Trying to predict the outcome of the final looks like a waste of time on the back of last week’s semis, particularly Harlequins’ extraordinary 43-36 extra time victory over Bristol where they came from 28-0 down after 30 minutes.
Exeter were also pushed all the way by Sale, before eventually coming home 40-30, leaving director of rugby Rob Baxter well aware of the this week’s challenge.
“Those Harlequins players had a great second half, it was a fantastic game of rugby,” he said.
“My biggest concern is that we conceded 30 points, and that makes you think about what we will have to defend against on Saturday. Hopefully we can keep the ball and nullify their threat.”
As Bristol found, that is easier said than done.
Harlequins’ turnaround since they sacked head coach Paul Gustard in January has been astonishing and, much to their fans’ delight, it has been brought about largely due to a commitment to attack at every opportunity.
Before the former England defence coach’s departure Quins were going nowhere, having won two of seven games while scoring an average of 21 points per match.

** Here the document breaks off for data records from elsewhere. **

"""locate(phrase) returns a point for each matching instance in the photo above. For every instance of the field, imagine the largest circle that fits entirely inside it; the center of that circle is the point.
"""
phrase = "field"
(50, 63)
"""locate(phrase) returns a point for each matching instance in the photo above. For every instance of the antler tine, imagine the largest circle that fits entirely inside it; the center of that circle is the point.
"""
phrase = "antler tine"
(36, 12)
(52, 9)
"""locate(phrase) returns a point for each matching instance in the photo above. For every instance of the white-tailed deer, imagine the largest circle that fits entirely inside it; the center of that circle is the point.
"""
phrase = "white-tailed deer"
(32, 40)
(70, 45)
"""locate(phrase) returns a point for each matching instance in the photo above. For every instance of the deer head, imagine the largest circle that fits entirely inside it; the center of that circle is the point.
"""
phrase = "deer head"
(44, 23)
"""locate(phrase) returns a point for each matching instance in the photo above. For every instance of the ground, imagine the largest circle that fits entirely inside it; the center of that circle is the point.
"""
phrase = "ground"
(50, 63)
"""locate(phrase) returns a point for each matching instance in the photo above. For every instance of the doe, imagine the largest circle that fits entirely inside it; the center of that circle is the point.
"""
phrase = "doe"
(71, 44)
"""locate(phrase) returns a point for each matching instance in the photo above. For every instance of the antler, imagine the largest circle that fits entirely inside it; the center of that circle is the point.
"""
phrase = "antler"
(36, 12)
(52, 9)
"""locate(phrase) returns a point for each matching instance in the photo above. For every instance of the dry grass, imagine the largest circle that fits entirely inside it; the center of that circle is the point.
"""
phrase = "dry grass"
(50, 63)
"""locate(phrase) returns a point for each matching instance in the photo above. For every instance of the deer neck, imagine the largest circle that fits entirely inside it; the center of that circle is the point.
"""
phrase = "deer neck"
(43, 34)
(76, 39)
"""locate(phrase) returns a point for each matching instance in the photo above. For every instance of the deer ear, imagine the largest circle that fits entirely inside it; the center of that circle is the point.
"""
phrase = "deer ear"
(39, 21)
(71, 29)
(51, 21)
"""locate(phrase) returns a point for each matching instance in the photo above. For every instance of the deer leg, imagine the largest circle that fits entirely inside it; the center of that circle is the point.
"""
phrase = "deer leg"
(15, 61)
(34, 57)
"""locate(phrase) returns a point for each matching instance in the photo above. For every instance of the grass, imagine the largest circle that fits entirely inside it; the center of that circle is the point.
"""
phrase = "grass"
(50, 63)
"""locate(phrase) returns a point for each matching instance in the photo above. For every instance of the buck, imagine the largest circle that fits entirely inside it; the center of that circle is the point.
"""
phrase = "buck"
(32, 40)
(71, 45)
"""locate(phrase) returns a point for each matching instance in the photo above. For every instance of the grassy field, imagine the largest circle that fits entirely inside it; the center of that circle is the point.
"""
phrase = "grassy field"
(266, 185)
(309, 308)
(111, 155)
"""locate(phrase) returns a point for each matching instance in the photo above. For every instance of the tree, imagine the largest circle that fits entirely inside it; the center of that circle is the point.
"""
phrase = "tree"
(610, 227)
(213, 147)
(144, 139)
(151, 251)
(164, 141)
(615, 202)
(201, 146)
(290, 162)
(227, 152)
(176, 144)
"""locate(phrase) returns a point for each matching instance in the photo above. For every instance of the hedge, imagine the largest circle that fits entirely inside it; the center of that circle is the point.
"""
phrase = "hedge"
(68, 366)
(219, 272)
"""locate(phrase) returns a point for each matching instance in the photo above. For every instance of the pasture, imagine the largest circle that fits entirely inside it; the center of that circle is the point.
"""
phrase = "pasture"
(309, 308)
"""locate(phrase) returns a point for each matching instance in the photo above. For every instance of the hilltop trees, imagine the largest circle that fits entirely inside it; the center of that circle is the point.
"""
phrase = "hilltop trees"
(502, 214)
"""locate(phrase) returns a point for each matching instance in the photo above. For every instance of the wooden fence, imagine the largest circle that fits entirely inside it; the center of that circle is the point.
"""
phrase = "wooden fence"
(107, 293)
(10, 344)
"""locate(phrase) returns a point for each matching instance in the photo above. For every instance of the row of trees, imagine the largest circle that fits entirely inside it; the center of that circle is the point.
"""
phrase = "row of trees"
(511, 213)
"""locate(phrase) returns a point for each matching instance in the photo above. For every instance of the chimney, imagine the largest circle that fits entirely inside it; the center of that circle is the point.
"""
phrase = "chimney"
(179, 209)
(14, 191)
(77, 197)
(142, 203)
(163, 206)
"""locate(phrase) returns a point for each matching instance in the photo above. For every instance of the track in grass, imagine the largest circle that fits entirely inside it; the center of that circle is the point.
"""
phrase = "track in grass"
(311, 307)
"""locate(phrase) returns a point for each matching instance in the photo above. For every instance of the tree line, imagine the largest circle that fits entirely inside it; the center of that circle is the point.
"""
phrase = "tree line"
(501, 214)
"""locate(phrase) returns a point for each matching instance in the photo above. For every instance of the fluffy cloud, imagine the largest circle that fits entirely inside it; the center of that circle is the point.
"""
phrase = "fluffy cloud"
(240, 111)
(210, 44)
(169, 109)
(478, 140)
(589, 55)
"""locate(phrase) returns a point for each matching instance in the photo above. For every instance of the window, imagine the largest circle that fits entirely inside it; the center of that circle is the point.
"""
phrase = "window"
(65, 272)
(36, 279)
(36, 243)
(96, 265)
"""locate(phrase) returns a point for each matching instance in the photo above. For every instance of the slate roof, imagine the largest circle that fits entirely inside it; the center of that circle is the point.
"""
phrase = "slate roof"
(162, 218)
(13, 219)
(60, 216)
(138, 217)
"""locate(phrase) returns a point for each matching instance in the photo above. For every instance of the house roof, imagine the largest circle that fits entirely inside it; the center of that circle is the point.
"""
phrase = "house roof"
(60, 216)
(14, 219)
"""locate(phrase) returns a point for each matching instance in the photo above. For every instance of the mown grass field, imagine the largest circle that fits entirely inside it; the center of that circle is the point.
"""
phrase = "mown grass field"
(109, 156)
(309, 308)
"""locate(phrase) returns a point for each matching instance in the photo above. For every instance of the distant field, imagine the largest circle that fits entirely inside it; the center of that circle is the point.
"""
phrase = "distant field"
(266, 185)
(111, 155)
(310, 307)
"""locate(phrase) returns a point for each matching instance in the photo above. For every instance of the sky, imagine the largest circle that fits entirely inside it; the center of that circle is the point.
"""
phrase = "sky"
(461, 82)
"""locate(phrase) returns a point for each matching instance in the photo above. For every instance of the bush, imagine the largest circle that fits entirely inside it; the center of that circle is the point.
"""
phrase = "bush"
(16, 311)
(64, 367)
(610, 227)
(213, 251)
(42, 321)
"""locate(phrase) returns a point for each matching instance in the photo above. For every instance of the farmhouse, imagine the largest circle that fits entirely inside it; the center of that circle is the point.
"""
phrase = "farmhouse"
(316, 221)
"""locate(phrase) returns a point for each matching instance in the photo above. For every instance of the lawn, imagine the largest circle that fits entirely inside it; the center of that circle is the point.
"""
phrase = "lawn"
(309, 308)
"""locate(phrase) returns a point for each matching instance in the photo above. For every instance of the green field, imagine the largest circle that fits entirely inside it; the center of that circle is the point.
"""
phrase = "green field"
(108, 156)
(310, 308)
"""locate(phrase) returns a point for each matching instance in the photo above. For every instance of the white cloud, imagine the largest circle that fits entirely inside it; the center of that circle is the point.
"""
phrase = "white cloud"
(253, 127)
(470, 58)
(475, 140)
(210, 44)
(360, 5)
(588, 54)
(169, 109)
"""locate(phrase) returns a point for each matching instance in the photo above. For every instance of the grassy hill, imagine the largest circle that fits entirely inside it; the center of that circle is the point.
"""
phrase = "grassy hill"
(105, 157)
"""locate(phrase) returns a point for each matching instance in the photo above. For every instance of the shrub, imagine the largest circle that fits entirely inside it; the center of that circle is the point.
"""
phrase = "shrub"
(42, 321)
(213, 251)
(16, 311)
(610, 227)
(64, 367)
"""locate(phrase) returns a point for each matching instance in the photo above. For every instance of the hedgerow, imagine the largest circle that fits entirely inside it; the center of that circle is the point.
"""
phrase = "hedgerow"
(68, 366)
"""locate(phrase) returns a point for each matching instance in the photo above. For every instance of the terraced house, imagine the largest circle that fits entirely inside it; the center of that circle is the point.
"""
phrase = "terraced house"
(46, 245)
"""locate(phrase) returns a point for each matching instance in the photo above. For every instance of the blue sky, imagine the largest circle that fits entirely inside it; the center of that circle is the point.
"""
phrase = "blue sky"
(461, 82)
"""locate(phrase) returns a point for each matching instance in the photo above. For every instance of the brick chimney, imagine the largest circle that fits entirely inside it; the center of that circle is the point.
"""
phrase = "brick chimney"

Since then the tally is 13 wins from 18, scoring almost 35 points per match.
The flip in fortunes has taken place without a head coach in place as a four-man group of Adam Jones, Nick Evans, Jerry Flannery and Charlie Mulchrone have led by committee.
It is similarly democratic on the pitch, as the likes of Danny Care and Joe Marler bring experience and calm, alongside the on-pitch direction from flyhalf Marcus Smith.
The 22-year-old has quickly developed a remarkable all-court game that should put him in line for an England call up for the summer Tests in the absence of Owen Farrell and George Ford.
Exeter, however, are not in the business of sitting back to admire the work of their rivals and in Joe Simmonds they have their own match-winning flyhalf.
Not as flamboyant as Smith, Simmonds has nevertheless become a master controller with ice in his veins who, at 24, already has a stack of big-game experience under his belt
“I love games like this and I love coming up against the likes of Marcus,” he said this week.
“I know personally I have to be right up there on my A game because I know Marcus will be. It’s an exciting opportunity, I’m looking forward to being out there against him.”